# Do we have to display the villagers wanted furniture?



## squidpops (Nov 21, 2017)

So the stuff they request us to craft before they come to our camps, do we have to display the items in our camps or just craft them? Also if we remove an item from our camp that a villager requested/likes will they not show up in the camp anymore until it comes back or does it not matter?

Sorry if this has been asked before! 
or if it seems like a silly question, i just haven't messed around with all the features yet


----------



## trea (Nov 21, 2017)

Once you have all of the required items that a villagers wants to move in, you will have the option to auto-arrange their favorite furniture as long as there is enough empty space. Immediately after you can choose to remove all of those items and to set the camp the way it was before.
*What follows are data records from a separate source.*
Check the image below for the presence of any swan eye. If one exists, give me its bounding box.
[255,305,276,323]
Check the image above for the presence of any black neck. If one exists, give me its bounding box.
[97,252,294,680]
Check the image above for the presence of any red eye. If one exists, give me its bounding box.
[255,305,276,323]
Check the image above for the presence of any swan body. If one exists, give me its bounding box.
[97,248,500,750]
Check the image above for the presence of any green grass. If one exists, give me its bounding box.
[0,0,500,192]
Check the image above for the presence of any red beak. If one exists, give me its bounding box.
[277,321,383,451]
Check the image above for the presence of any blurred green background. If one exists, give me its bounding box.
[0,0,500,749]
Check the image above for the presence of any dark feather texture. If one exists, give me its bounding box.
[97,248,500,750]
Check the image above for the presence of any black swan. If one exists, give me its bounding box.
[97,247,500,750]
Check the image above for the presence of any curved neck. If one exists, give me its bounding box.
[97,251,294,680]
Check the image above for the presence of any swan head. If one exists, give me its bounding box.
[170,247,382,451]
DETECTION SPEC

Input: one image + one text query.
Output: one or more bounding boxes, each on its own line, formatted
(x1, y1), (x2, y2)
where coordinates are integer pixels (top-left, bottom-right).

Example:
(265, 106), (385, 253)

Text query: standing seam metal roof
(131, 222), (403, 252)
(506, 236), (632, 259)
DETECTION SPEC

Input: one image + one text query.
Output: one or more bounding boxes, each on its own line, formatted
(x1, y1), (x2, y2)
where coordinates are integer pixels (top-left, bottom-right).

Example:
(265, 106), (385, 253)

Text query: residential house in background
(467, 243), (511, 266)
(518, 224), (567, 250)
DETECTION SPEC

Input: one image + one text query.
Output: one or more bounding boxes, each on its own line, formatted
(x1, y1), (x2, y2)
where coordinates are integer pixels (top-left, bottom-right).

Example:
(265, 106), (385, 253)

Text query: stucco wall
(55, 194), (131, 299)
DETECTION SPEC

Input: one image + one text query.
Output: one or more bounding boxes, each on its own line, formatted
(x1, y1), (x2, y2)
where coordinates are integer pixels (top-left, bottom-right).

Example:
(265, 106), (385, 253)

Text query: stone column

The villager will stay no matter what.

This is what I have been doing and it is super helpful for not having to keep ugly furniture items that you don't want..

(This is all from my experience just playing today, so... hopefully it makes sense.)


----------



## squidpops (Nov 21, 2017)

trea said:


> Once you have all of the required items that a villagers wants to move in, you will have the option to auto-arrange their favorite furniture as long as there is enough empty space. Immediately after you can choose to remove all of those items and to set the camp the way it was before. The villager will stay no matter what.
> 
> This is what I have been doing and it is super helpful for not having to keep ugly furniture items that you don't want..
> 
> (This is all from my experience just playing today, so... hopefully it makes sense.)



okay cool! thank you. yeah I worried about not having enough space for all the furniture they want haha. I'll do the auto arrange then


----------



## Octaviian (Nov 21, 2017)

And we’re able to sell the ugly furniture as well?
Once they move in, I sell the furniture I don’t like to make some bells. Anybody find any issues doing this?


----------



## Katelyn (Nov 21, 2017)

Octaviian said:


> And we’re able to sell the ugly furniture as well?
> Once they move in, I sell the furniture I don’t like to make some bells. Anybody find any issues doing this?



Please don’t do this! Some villagers will end up wanting furniture that an earlier villager wanted. So if you sell it you’ll have to craft it again. I'm level 37 and this happened to me quite a few times lol


----------



## trea (Nov 21, 2017)

Katelyn said:


> Please don’t do this! Some villagers will end up wanting furniture that an earlier villager wanted. So if you sell it you’ll have to craft it again. I'm level 37 and this happened to me quite a few times lol



I was wondering about this because I almost did it.. thank you for warning us!


----------



## tolisamarie (Nov 21, 2017)

I used auto-arrange with all 40 villagers. It's so much easier!


----------